Die fotografischen Beobachtungen ihres Teams haben zu veröffentlichten Studien darüber geführt, wie Säugetiere in urbanen Landschaften aufeinander und auf Menschen reagieren.
Das Projekt verbindet sie mit Anwohnern, von denen einige von Kojoten und Waschbären in der Nachbarschaft fasziniert sind, andere Angst vor Krankheiten oder Schäden an Haustieren haben.
Es ist eine Bildungsmöglichkeit, sagte Harris – über die ordnungsgemäße Müllentsorgung, das Widerstehen der Versuchung, wilde Tiere zu füttern, und den Wert gesunder, vielfältiger Ökosysteme.
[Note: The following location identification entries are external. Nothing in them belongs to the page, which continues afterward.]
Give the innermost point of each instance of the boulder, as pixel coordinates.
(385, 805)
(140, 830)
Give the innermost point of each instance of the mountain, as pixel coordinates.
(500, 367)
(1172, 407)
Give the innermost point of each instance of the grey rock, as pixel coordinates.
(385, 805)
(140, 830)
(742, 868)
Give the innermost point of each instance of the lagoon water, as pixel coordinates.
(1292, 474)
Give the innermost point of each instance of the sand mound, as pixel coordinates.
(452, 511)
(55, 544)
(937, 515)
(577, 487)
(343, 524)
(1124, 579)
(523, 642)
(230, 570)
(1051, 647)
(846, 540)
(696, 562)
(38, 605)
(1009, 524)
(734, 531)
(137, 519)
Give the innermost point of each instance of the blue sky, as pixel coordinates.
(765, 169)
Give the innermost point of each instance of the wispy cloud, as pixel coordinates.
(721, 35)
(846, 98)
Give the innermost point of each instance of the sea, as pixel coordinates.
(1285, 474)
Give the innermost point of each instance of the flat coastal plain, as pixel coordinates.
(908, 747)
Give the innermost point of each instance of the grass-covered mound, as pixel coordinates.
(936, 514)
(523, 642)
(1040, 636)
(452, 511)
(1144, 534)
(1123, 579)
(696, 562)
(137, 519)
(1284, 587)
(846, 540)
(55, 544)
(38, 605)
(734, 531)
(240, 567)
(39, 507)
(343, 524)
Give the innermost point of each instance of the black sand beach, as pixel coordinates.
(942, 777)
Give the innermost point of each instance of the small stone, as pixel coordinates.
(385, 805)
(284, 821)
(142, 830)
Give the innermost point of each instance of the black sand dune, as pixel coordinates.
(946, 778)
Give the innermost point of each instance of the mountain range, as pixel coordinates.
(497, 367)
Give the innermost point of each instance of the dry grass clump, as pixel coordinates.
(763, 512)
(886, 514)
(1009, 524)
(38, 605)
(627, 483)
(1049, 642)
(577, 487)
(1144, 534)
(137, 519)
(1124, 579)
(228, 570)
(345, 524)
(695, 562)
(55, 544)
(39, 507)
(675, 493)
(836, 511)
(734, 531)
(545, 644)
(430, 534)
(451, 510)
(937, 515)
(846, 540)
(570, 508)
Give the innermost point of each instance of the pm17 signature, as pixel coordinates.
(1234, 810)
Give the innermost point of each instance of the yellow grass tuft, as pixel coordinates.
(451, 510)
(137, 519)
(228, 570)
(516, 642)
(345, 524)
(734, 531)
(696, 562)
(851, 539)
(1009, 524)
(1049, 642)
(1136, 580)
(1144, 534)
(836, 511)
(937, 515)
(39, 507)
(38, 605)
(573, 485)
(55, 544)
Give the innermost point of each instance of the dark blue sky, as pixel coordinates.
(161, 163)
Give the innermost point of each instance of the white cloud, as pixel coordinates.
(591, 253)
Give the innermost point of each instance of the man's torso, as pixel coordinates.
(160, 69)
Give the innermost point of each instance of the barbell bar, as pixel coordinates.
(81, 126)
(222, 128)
„Früher musste man an einen abgelegenen Ort gehen, um der Natur ausgesetzt zu sein“, sagte Harris, ein gebürtiger Philadelphiaer, der sich als Kind freute, gelegentlich ein Eichhörnchen oder einen Hirsch zu sehen. „Das ist jetzt nicht der Fall. Ob es uns gefällt oder nicht, es wird zu einer Wiederverwilderung kommen. Die Frage ist, wie wir Gemeinschaften, Umgebungen und Gesellschaften darauf vorbereiten können, die Anwesenheit von immer mehr Wildtieren zu antizipieren?“
Rewilding kann für Stadtbewohner, die gut gepflegte Rasenflächen bevorzugen und der Meinung sind, dass ökologisch reiche Systeme unkrautig und ungepflegt aussehen oder für Wohnzwecke genutzt werden sollten, ein harter Verkauf sein.
Aber Befürworter sagen, dass es nicht nur um Tiere und Pflanzen geht. Studien zeigen, dass Zeit in natürlichen Räumen die körperliche und geistige Gesundheit der Menschen verbessert.
„Viele Städter haben ihre Toleranz gegenüber Wildtieren verloren“, sagte Pettorelli von der Zoological Society of London. „Wir müssen uns selbst viel beibringen. Um wirklich etwas bei der Bewältigung der Biodiversitätskrise zu bewirken, müssen Sie Menschen an Bord haben.“
© 2022 The Associated Press. Alle Rechte vorbehalten. Dieses Material darf ohne Genehmigung nicht veröffentlicht, gesendet, umgeschrieben oder weiterverteilt werden.